To prove the above statement we have to consider three cases and prove it. Those are:

Case – 1:

Let the chord be line segment AB, C be the centre of the circle and P be a point on the circumference of the circle as shown in the below figure.

 

 

In the above figure, let us draw line segment CP.

Let (angle CPB) = X, then (angle CBP) = X .

Let (angle CPA) = Y, then (angle CAP) = Y.

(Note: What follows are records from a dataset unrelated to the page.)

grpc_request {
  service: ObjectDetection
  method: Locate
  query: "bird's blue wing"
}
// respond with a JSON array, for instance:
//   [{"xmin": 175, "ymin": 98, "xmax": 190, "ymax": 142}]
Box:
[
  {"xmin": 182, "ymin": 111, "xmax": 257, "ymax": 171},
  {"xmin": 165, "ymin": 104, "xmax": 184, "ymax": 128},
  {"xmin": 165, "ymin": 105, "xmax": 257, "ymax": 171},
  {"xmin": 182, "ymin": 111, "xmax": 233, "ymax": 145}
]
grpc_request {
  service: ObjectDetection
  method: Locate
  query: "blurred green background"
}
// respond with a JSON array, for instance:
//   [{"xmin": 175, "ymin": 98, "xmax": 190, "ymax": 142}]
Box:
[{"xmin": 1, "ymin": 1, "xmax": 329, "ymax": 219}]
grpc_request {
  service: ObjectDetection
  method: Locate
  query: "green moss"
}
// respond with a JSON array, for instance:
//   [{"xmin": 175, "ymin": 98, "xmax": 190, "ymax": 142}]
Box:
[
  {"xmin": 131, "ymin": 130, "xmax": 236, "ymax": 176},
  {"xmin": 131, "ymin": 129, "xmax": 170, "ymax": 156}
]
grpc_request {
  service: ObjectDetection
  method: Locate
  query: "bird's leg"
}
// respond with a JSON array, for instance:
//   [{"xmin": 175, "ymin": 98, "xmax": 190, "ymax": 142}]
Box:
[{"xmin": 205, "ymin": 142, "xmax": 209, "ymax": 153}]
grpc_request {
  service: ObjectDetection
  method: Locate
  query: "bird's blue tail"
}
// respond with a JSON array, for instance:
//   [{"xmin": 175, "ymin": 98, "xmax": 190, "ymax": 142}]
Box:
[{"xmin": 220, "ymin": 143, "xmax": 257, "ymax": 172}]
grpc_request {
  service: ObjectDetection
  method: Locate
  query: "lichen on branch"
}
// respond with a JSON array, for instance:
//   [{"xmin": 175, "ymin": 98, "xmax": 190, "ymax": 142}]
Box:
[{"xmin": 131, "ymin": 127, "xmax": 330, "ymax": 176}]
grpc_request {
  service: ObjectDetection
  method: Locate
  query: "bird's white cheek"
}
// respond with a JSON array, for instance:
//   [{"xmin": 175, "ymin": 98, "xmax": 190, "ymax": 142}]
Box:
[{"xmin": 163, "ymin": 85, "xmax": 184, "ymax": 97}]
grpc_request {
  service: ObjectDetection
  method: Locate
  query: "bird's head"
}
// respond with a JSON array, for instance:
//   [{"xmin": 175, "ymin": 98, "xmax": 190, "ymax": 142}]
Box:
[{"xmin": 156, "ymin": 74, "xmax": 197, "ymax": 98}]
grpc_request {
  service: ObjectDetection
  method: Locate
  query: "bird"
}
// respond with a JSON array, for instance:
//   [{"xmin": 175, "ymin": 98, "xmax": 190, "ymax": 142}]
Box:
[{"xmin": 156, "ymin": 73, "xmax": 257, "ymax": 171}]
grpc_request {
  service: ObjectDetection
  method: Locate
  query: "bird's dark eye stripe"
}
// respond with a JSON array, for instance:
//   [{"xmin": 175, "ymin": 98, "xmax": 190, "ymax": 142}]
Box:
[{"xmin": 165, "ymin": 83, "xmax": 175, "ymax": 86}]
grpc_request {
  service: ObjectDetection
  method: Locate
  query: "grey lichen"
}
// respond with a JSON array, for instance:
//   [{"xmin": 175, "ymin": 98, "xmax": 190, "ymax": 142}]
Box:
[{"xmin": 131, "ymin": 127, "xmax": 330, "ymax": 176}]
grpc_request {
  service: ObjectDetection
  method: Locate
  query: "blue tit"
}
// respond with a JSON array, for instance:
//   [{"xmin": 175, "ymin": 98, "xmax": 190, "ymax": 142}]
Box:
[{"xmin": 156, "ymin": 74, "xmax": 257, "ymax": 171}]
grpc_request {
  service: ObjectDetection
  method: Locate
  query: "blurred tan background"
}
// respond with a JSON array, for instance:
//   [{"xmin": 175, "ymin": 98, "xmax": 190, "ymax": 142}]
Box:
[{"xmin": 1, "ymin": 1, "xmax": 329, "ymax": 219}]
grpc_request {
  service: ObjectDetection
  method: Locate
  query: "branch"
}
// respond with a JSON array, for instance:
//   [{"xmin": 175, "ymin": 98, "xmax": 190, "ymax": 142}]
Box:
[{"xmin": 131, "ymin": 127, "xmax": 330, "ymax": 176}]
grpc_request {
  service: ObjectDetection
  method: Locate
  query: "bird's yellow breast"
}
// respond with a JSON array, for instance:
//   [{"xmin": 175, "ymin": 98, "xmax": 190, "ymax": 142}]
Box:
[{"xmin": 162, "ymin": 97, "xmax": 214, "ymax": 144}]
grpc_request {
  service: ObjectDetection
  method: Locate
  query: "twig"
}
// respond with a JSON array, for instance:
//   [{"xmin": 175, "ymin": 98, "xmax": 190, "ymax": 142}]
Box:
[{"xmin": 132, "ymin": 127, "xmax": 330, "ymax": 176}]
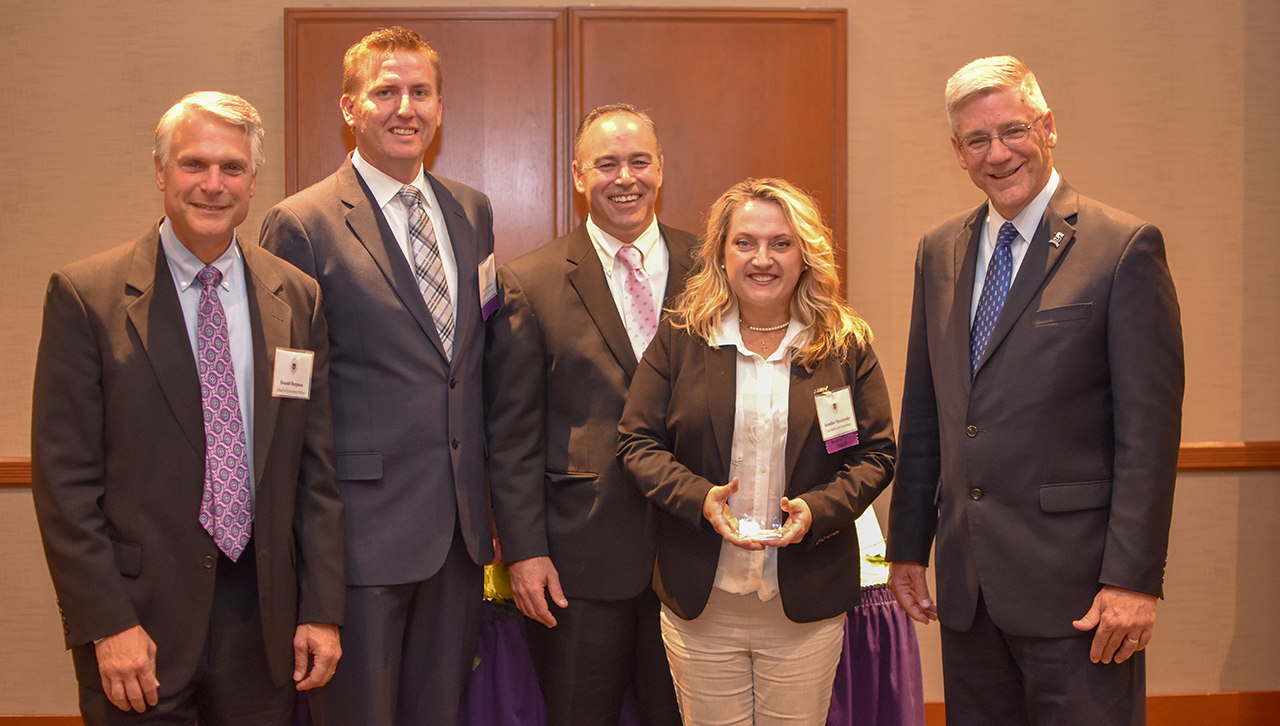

Reason for (angle CBP) = X , (angle CAP) = Y :

If we observe the above figure,

Length of line segment CP = radius of the circle

Length of line segment CB = radius of the circle

Length of line segment CA = radius of the circle

Therefore,

As the length of line segment CP = Length of line segment CB, (angle CPB) = (angle CBP).

Similarly ,

As the length of line segment CP = Length of line segment CA, (angle CPA) = (angle CAP).

Therefore,

(angle CBP) = X , (angle CAP) = Y.

Then the diagram will be as shown in the below figure.

 

Therefore, the angle substended by the chord AB at the point P is equal to (X + Y).

Then in triangle CPB,

X + X + (angle PCB) = 180

(Angle PCB) = 180 – 2X

Similarly,

From triangle PCA,

Angle PCA = 180 – 2Y

At point C,

(Angle ACB) + (Angle PCB) + (angle PCA) = 360

From above data,

(Angle ACB) + (180 – 2X) + (180 – 2Y) = 360

Then , (angle ACB) = 2X + 2Y

i.e (angle ACB) = 2(X + Y)

Here (angle ACB) is the angle substended by the chord AB at the centre of the circle.

From above data,

Therefore,

The angle substended by a chord of a circle at the centre of the circle is equal to double the angle substended by that chord at any point on the circumference of the circle lying on a side of the chord where centre lie.


Case – 2:

Let the chord be line segment AB, C be the centre of the circle and P be a point on the circumference of the circle as shown in the below figure.


In the above figure,

Let (angle CPB) = X, then (angle PBC) = X

Reason for this is same as reason in case – 1.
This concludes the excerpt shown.